The American workplace has been transformed during economic upswings and downturns. The weekend was a product of labor union demands during the relative boom of the early 20th century. The Great Depression led to the New Deal’s Fair Labor Standards Act, which introduced the 40-hour workweek and overtime pay to most Americans. But now, workplace change is coming from unadulterated, unorganized worker pushiness.
So we could continue to roll our eyes at Gen Y, accuse them of being spoiled and entitled and clueless little brats. We could wish that they’d get taken down a peg by the “school of hard knocks” and learn to accept that this is just the way things are.
But if we’re smart, we’ll cheer them on. Be selfish, Gen Y! Be entitled! Demand what you want. Because we want it, too.
And there’s the conclusion for all to see. Everyone should be a self-entitled spoiled brat like Millennials rather than subjugating our ids and egos to our superegos. Let your inner toddler govern your life, and our nation. What could possibly go wrong?
No, Millennials (and Ms. Matchar). Not being able to bail out early from work to walk your rescue dog or have dinner with Grandma is not akin to being chained into a firetrap factory doing piecework for a pittance to enrich greedy garment makers. Not having government mandated maternity leave is not akin to being forced to mine coal as soon as you were strong enough to wield a pick and a shovel. Your struggle for flextime and nap rooms and more napkins in the cafeteria is not the stuff of which legends are made. Heck, it’s the stuff of which jokes are made. Quit fooling yourselves.
‘Puter’s clanged on about America’s recently found aversion to self-discipline, self-reliance and personal responsibility since GorT, Volgi and he started this blog back on July 24, 2008. Yet America’s self destructive aversion to suffering consequences for our actions has only gotten worse. So here’s a refresher course for you, ‘Puter style.
You are nothing special. There is always someone better, smarter, faster, stronger and/or prettier than you. The one and only thing that will set you apart from the pack is what you do with what you have. Bankruptcy courts are littered with super-smart, ultra-talented people who weren’t willing to put in the time, or who were too willing to take what they believed they deserved.
Half of Americans are average or below average in whatever trait we are discussing. Consider the very real possibility that you are below average. And be aware there is nothing wrong with being below average. It simply means that you are going to have to work harder than those who are more naturally gifted. You can also reassess your path, choosing one more closely matched to your natural talents, thereby leveraging your gifts to your benefit.
Wisdom comes with age. Many of your elders may in fact not be as smart as you are, at least on paper. But consider this before you start barking out your demands for Slip ‘N’ Slides in the men’s room, because Slip ‘N’ Slides are so ironic it would be awesome to have them in an unexpected place like the men’s room. Your elders have decades more experience than you do. It just may be that your elders have seen this movie before, and are pretty darned sure how it’s going to end.

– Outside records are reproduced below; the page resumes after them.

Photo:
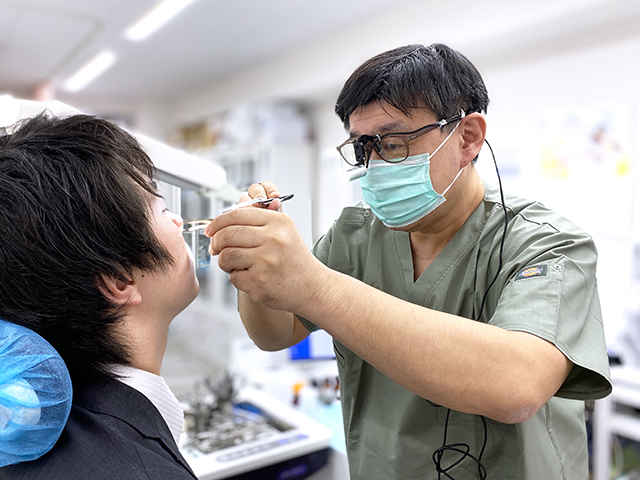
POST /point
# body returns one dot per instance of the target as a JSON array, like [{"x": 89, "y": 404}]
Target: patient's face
[{"x": 167, "y": 292}]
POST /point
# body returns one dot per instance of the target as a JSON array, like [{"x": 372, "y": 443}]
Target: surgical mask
[
  {"x": 401, "y": 194},
  {"x": 35, "y": 395}
]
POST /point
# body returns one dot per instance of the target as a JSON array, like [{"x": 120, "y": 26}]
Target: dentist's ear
[
  {"x": 119, "y": 291},
  {"x": 473, "y": 130}
]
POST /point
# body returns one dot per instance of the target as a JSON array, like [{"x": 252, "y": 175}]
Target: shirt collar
[{"x": 159, "y": 394}]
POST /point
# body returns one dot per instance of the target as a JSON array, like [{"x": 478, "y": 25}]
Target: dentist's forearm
[
  {"x": 269, "y": 329},
  {"x": 465, "y": 365}
]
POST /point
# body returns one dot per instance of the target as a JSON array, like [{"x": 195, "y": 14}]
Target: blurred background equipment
[{"x": 243, "y": 433}]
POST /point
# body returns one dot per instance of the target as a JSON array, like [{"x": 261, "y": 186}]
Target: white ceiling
[{"x": 47, "y": 40}]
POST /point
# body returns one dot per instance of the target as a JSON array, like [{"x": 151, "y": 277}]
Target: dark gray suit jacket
[{"x": 113, "y": 433}]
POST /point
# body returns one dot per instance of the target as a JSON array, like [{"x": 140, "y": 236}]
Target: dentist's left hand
[{"x": 265, "y": 257}]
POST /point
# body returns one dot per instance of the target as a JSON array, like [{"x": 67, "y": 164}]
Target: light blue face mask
[{"x": 401, "y": 194}]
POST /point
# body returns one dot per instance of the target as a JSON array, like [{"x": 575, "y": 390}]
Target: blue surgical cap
[{"x": 35, "y": 394}]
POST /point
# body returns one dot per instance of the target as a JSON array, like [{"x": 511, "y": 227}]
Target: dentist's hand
[{"x": 264, "y": 255}]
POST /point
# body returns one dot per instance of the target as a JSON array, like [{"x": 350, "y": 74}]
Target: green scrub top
[{"x": 547, "y": 287}]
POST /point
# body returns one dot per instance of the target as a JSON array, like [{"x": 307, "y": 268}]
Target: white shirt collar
[{"x": 159, "y": 394}]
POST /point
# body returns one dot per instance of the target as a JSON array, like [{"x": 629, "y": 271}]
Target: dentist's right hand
[{"x": 265, "y": 256}]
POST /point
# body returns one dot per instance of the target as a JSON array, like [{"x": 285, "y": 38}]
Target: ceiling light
[
  {"x": 92, "y": 70},
  {"x": 155, "y": 18}
]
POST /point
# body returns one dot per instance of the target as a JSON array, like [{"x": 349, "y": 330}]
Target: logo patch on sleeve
[{"x": 531, "y": 272}]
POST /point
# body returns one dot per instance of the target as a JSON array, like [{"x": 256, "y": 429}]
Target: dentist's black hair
[
  {"x": 436, "y": 77},
  {"x": 74, "y": 206}
]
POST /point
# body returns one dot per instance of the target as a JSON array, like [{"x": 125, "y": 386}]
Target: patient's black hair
[
  {"x": 74, "y": 205},
  {"x": 436, "y": 77}
]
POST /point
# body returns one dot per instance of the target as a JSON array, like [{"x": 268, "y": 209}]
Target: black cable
[{"x": 464, "y": 448}]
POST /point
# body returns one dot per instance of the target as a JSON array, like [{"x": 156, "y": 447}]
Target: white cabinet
[{"x": 608, "y": 420}]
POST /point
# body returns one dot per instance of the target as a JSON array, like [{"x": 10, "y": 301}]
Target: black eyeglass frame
[{"x": 364, "y": 144}]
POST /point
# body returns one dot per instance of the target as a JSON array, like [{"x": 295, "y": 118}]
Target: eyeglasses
[{"x": 390, "y": 147}]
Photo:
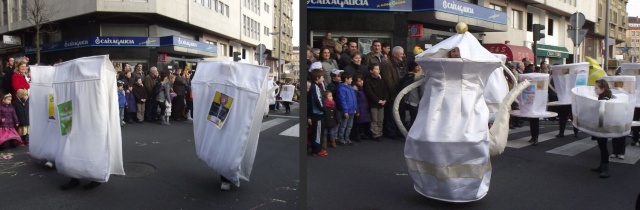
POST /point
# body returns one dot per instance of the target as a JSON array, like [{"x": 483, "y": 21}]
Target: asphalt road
[
  {"x": 552, "y": 175},
  {"x": 163, "y": 172}
]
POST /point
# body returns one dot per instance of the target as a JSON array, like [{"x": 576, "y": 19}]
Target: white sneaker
[{"x": 226, "y": 186}]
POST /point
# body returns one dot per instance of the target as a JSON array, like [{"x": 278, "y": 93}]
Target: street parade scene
[
  {"x": 472, "y": 105},
  {"x": 283, "y": 104}
]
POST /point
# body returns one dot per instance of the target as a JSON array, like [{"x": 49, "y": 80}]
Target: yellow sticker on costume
[
  {"x": 65, "y": 113},
  {"x": 52, "y": 109},
  {"x": 219, "y": 111}
]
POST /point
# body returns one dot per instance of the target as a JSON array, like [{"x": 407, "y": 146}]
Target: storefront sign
[
  {"x": 415, "y": 30},
  {"x": 187, "y": 43},
  {"x": 14, "y": 40},
  {"x": 162, "y": 57},
  {"x": 372, "y": 5}
]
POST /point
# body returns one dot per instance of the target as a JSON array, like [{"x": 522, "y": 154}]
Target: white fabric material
[
  {"x": 499, "y": 132},
  {"x": 287, "y": 92},
  {"x": 496, "y": 88},
  {"x": 564, "y": 79},
  {"x": 623, "y": 83},
  {"x": 533, "y": 100},
  {"x": 93, "y": 148},
  {"x": 632, "y": 69},
  {"x": 229, "y": 150},
  {"x": 451, "y": 126},
  {"x": 43, "y": 141},
  {"x": 602, "y": 118}
]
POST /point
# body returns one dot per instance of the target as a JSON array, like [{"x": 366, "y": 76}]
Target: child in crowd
[
  {"x": 348, "y": 107},
  {"x": 315, "y": 111},
  {"x": 603, "y": 91},
  {"x": 130, "y": 114},
  {"x": 363, "y": 117},
  {"x": 377, "y": 94},
  {"x": 8, "y": 122},
  {"x": 21, "y": 106},
  {"x": 331, "y": 121},
  {"x": 122, "y": 101}
]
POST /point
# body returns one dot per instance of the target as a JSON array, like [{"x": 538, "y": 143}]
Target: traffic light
[
  {"x": 538, "y": 32},
  {"x": 237, "y": 56}
]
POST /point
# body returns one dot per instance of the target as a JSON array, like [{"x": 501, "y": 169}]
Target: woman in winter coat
[{"x": 355, "y": 67}]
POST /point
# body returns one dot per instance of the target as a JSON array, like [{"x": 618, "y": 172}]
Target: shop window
[
  {"x": 517, "y": 19},
  {"x": 550, "y": 27}
]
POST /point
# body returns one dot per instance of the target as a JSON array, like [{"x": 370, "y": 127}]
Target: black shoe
[
  {"x": 72, "y": 184},
  {"x": 92, "y": 185}
]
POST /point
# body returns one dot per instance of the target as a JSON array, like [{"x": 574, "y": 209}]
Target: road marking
[
  {"x": 518, "y": 130},
  {"x": 575, "y": 148},
  {"x": 268, "y": 124},
  {"x": 524, "y": 141},
  {"x": 293, "y": 131},
  {"x": 631, "y": 155}
]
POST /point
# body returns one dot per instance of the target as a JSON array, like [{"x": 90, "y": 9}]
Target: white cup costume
[
  {"x": 448, "y": 147},
  {"x": 565, "y": 77}
]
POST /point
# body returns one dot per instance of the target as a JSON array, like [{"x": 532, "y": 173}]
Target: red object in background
[
  {"x": 513, "y": 53},
  {"x": 415, "y": 30},
  {"x": 162, "y": 57}
]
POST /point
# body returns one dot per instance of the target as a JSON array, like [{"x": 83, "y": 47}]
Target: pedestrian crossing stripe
[
  {"x": 268, "y": 124},
  {"x": 632, "y": 153},
  {"x": 293, "y": 131}
]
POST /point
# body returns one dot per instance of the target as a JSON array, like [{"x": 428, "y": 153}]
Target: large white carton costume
[
  {"x": 43, "y": 145},
  {"x": 448, "y": 148},
  {"x": 230, "y": 149},
  {"x": 92, "y": 149}
]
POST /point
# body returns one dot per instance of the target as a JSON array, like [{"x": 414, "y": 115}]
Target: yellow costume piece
[{"x": 595, "y": 71}]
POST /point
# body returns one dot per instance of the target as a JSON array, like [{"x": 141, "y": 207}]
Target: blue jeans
[
  {"x": 330, "y": 132},
  {"x": 345, "y": 128}
]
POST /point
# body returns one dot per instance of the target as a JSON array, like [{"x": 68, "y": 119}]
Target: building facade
[
  {"x": 282, "y": 43},
  {"x": 163, "y": 33},
  {"x": 629, "y": 51}
]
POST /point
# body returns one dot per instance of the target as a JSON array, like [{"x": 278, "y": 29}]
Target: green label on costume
[
  {"x": 219, "y": 111},
  {"x": 65, "y": 112}
]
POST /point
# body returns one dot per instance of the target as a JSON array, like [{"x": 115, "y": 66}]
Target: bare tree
[{"x": 39, "y": 14}]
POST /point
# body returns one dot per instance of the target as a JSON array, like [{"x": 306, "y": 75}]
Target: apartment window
[
  {"x": 497, "y": 7},
  {"x": 550, "y": 27},
  {"x": 223, "y": 47},
  {"x": 517, "y": 19},
  {"x": 529, "y": 22},
  {"x": 5, "y": 13}
]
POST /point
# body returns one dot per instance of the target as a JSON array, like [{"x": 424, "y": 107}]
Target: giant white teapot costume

As Shakespeare said, there’s nothing new under the sun. It’s likely that someone in the room you’re in has thought of and tried your brilliant idea before. You’ve no way of knowing that, though, as you’re as green as Sleestak. Rather than blurt out your demand to your boss, try finding someone you trust who has been around longer than you and discuss it privately with that person first. That way, you don’t look like a tool to senior management, both for your sheer gall and for your poor manners.

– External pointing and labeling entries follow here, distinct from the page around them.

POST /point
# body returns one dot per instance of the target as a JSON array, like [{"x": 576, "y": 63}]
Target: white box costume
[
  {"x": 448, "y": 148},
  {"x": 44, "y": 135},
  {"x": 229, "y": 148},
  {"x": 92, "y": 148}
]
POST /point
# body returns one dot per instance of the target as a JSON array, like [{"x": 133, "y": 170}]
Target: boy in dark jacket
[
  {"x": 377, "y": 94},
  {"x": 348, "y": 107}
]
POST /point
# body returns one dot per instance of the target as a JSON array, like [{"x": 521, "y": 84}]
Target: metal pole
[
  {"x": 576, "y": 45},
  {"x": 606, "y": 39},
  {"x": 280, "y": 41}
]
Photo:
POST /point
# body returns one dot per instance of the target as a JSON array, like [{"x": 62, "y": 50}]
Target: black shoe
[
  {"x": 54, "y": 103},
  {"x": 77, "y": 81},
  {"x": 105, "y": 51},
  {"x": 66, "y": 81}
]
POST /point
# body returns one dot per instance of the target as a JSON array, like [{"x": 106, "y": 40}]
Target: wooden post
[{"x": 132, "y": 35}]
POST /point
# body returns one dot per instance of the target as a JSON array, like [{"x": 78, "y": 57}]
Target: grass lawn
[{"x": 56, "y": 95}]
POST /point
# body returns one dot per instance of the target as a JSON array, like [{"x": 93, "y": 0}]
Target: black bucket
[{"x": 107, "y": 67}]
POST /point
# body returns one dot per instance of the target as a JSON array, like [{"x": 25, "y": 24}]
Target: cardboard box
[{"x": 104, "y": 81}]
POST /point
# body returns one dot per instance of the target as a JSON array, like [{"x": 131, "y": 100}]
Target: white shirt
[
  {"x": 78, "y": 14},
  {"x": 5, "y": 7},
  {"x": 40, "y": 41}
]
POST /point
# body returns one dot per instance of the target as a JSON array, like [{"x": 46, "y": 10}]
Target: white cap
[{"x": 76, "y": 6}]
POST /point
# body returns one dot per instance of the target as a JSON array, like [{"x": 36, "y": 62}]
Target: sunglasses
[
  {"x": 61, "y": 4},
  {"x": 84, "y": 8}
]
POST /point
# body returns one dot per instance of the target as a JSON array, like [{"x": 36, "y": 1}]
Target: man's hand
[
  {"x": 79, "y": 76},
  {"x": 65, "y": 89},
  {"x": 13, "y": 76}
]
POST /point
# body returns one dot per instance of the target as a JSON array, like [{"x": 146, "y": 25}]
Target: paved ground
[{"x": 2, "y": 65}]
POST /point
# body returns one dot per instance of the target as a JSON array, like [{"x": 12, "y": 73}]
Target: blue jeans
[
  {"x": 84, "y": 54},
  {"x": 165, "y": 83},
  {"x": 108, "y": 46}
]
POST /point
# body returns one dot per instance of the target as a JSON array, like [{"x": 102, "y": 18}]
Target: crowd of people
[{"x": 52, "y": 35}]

And there’s about eleventy gajillion more talking points ‘Puter could pry out of his collected works, but they all run in the same vein. Here’s the bottom line for the Millennials, the Boomers and anyone stupid enough to buy into their world view.
The world, including but not limited to your employer, owes you exactly nothing. Fear God, respect others, work hard and behave yourself. You’ll do just fine.
Always right, unless he isn’t, the infallible Ghettoputer F. X. Gormogons claims to be an in-law of the Volgi, although no one really believes this.
’Puter carefully follows economic and financial trends, legal affairs, and serves as the Gormogons’ financial and legal advisor. He successfully defended us against a lawsuit from a liquor distributor worth hundreds of thousands of dollars in unpaid deliveries of bootleg shandies.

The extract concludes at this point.